His first budget overhauled the approach to Medicare and Medicaid, relying on market-based cost containment systems to create a fixed-contribution system.  He assumed that private insurers would stabilize costs, which opponents almost instantly derided as “vouchers” – even though it used the same kind of exchange system for seniors that Barack Obama and Democrats had imposed for everyone else in the Affordable Care Act the previous year. Democrats created TV ads showing a Ryan look-alike pushing a wheelchair with an elderly woman in it over a cliff, in one of the least subtle attack ads of recent memory.

In the next budget cycle, Ryan adjusted the plan to address some of the criticism and to expand its support beyond the GOP. For a while, Ryan partnered with Senator Ron Wyden, a liberal Oregon Democrat, on Medicare reform that once again centered on a fixed cost to the government through insurance exchanges, this time with an option for traditional government-run Medicare.

Moving Medicare from a defined-benefit to a defined-contribution plan is the only way for the government to stabilize its costs for health care, and has the added benefit of spreading risk to private insurers who would have to compete for business in the same way Medicare Advantage worked before ObamaCare.
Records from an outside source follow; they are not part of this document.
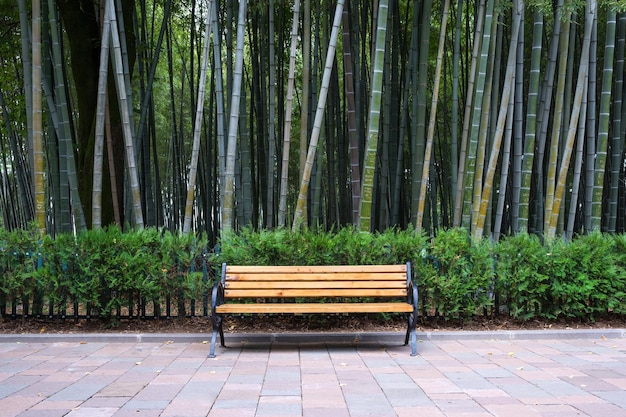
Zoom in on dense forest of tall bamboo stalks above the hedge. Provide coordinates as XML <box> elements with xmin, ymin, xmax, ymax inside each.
<box><xmin>0</xmin><ymin>0</ymin><xmax>626</xmax><ymax>241</ymax></box>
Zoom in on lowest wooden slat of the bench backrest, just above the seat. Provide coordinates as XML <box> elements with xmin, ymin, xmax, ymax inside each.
<box><xmin>224</xmin><ymin>288</ymin><xmax>407</xmax><ymax>298</ymax></box>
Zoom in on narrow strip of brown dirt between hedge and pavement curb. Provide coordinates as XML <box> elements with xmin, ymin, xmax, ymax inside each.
<box><xmin>0</xmin><ymin>314</ymin><xmax>626</xmax><ymax>334</ymax></box>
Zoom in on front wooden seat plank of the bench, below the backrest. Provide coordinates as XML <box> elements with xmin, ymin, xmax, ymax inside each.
<box><xmin>216</xmin><ymin>303</ymin><xmax>413</xmax><ymax>314</ymax></box>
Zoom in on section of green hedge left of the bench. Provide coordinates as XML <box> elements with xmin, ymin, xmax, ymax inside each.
<box><xmin>0</xmin><ymin>227</ymin><xmax>210</xmax><ymax>318</ymax></box>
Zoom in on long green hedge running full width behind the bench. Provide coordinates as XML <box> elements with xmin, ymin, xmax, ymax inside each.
<box><xmin>0</xmin><ymin>227</ymin><xmax>626</xmax><ymax>324</ymax></box>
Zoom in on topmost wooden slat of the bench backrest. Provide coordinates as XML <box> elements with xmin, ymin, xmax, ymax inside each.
<box><xmin>226</xmin><ymin>265</ymin><xmax>407</xmax><ymax>274</ymax></box>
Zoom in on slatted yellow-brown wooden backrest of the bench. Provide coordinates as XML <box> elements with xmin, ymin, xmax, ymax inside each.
<box><xmin>222</xmin><ymin>263</ymin><xmax>410</xmax><ymax>298</ymax></box>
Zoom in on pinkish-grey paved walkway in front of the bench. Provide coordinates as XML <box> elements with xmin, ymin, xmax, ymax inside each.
<box><xmin>0</xmin><ymin>330</ymin><xmax>626</xmax><ymax>417</ymax></box>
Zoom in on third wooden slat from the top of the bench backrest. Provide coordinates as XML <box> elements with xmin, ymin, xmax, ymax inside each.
<box><xmin>225</xmin><ymin>280</ymin><xmax>406</xmax><ymax>290</ymax></box>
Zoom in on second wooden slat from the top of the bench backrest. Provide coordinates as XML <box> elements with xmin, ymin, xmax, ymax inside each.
<box><xmin>226</xmin><ymin>270</ymin><xmax>406</xmax><ymax>285</ymax></box>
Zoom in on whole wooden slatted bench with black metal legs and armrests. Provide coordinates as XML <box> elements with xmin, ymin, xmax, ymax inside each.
<box><xmin>209</xmin><ymin>263</ymin><xmax>417</xmax><ymax>358</ymax></box>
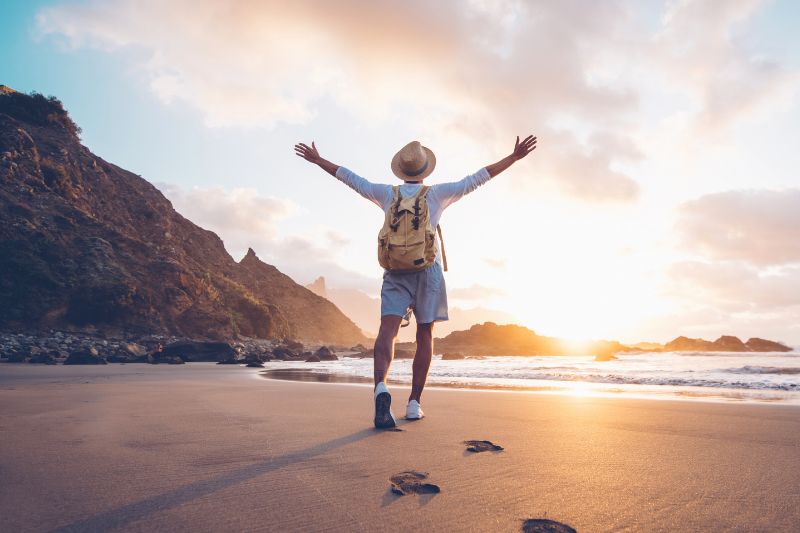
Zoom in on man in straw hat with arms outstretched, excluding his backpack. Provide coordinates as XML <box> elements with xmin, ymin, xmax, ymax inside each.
<box><xmin>294</xmin><ymin>135</ymin><xmax>536</xmax><ymax>428</ymax></box>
In fact, as I point out, it uses the mechanism — government-managed exchanges for private insurance — that ObamaCare uses for everyone else in the US. It’s also much easier to apply means testing in this environment through scaled contributions (as ObamaCare also does with its scaled subsidies) than it is in the traditional defined-benefit Medicare plan, and Ryan’s plan will include means testing as part of the reform.

When I asked Ryan’s office for comment on the criticisms over raising the exemption age on the reforms, they offered a statement that didn’t directly address the question.  Instead, the statement affirmed Ryan’s commitment to delivering a “responsible, balanced budget, ” and issued this challenge: “After nearly four years without a budget, will leading Senate Democrats remain complicit in the looming bankruptcy of Medicare?” My other source told me that the communication to House Republicans earlier was intended as part of an ongoing collaborative process — a trial balloon, really — and that they had intended to adjust their approach after receiving feedback.

Pushing reform into a ten-year window requires more aggressive reform, but not really all that much more aggressive:

A House GOP aide later told me that nothing had yet been carved into stone, describing the luncheon meeting as part of an ongoing collaborative effort. The shift from a 25-year time frame to 10 years for balancing the budget required an accelerated reform schedule, but he also stressed the package wouldn’t contain any dramatic cuts or policy changes from the previous Ryan reform package.

And as I point out, the 10-year window is a lot more secure in ensuring that the changes take place, too:

The context of American credit has to be kept in mind as well. The prolonged trajectory to budget balance in Ryan’s previous efforts would not have done much to bolster confidence in the dollar, or credit ratings for US debt. Entitlement reform requires changes to statutes rather than annual budgets, so the cost savings in that action are more reliable, but future Congresses could still undo those changes depending on the politics of the time – and 25 years creates a lot of opportunities.

A 10-year window provides a much shorter time frame for vigilance and a much better chance for successful completion of the reform. The faster these costs come under rational control, the more quickly investor confidence will return, and economic growth may even end up accelerating the end of budget deficits.

Without having a solid proposal on the table, it’s impossible to determine whether Ryan is on the right path or not.  However, Ryan is one of the few taking his leadership responsibilities seriously and attempting to budget for long-term reform and fiscal sanity, rather than attempting to drive off one short-term political cliff after another for momentary political gain.  That much is worth celebrating and supporting.